You will challenge practice and orthodoxies.

Practitioner enquiry is challenging to school leaders and teachers alike. For some school leaders who like to micro-manage and feel in control of everything, the adoption of such approaches are very challenging. Control and the ability to make decisions moves more towards teachers, as their agency and dispersed leadership roles are enhanced. Teachers and school leaders will find orhthodoxies and the 'aye been' cultures that exist in many schools and classrooms are challenged, as is their usefulness  in developing and deepening learning. Many of the practices that have existed in schools, based on nothing more than the fact that they have always been done this way, and which many teachers are comfortable with, are soon revealed as the imposters they are. Sometimes we have practices that we believe are the right thing to do, but when we start to look critically at the evidence we can soon realise they are a bit like the emporer's new clothes, in terms of developing learning. Such practices have to go, or change.

You have to expect mistakes.

You will make mistakes. Teachers will make mistakes. But, this is a good thing. These mistakes will lead to deeper and better understandings of the process and will promote new learning and understandings amongst all. Just as it does for our learners. Embrace the mistakes you make and learn from them, so that you can move forward in your thinking and your practice. Don't stop yourself from trying new things out because you are afraid you might get it wrong. If, and when, you get things wrong, learn and then move on. Do not criticise people for making mistakes, because if they aren't making any this is a sure fire indicator they may just be happy staying in their comfort zones.

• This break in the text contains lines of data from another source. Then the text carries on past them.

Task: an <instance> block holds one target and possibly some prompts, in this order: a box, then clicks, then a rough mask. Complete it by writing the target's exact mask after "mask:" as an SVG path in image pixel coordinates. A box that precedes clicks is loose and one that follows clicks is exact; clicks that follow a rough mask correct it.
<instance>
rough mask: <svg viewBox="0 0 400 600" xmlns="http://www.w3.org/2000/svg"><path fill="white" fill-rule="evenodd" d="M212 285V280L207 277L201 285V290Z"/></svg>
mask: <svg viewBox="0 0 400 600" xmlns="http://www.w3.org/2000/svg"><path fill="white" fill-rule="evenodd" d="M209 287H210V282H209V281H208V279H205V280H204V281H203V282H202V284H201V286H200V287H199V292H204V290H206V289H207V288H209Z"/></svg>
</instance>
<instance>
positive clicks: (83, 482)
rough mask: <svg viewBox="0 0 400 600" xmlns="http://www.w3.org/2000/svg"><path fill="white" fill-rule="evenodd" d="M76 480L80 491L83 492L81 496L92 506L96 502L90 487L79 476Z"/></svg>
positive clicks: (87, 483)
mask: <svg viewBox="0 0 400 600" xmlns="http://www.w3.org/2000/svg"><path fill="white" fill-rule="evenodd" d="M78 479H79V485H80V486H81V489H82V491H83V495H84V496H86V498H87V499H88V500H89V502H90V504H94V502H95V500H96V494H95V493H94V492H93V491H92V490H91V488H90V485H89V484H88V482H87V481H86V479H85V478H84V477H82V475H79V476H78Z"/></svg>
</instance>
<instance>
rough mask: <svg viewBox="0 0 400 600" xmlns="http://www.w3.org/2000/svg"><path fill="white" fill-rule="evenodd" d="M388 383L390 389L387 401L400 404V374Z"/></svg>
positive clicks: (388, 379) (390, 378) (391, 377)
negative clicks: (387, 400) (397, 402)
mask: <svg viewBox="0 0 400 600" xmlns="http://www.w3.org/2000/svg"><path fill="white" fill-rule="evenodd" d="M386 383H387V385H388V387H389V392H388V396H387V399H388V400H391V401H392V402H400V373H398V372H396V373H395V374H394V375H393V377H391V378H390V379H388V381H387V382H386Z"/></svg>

School culture needs to be supportive and promotes trust.

I usually start with this. The culture and ethos needs to be built on support and trust. If they are not people will not be prepared to innovate or make mistakes. They will play safe, to the detriment of improving practice and the experiences for learners. People judge you by your actions, not what you say. Don't say 'you can trust me, and I trust you' then immediately jump on the first person who gets something wrong. Such actions promote fear, conformity and gaming of the development process. Let go a bit, and support a lot. Admit your own mistakes and tell people what you have learned from them. Model what you seek.

A knowledgeable and critical friend is a big help.

We certainly benefitted from the input of Dr Gillian Robinson from Edinburgh University as we began our own journey with practitioner enquiry. Nowadays there are more people around who have been working with practioners enquiry. If you know, or can find one, tap into their experience and expertise to help keep you on track. It is really difficult for school leaders to support teachers if they don't deeply understand the process themselves, and this is where a critical friend can be so useful, especially in the early days of implementation. Remember, this is a new journey fro you too.

You are opening a Pandora's Box in many respects.

The above are some of the issues you need to consider and be aware of. The last point I would make is that the adoption of practitioner enquiry approaches can be a bit like opening a Pandora's Box. You aren't always sure what is going to come out of this particular box, and where it might lead. Once opened, I don't think that it is possible, or desirable, to try and go back to old ways of school development, and the constant movement from one disparate 'thing' to the next, with little impact for most learners. I don't believe any of my teachers who have 'inquiry as stance' could think of working, or approaching any issue, in any other way. As a school leader, I see the development of such career-long dispositions as the only justification needed for the route we have taken.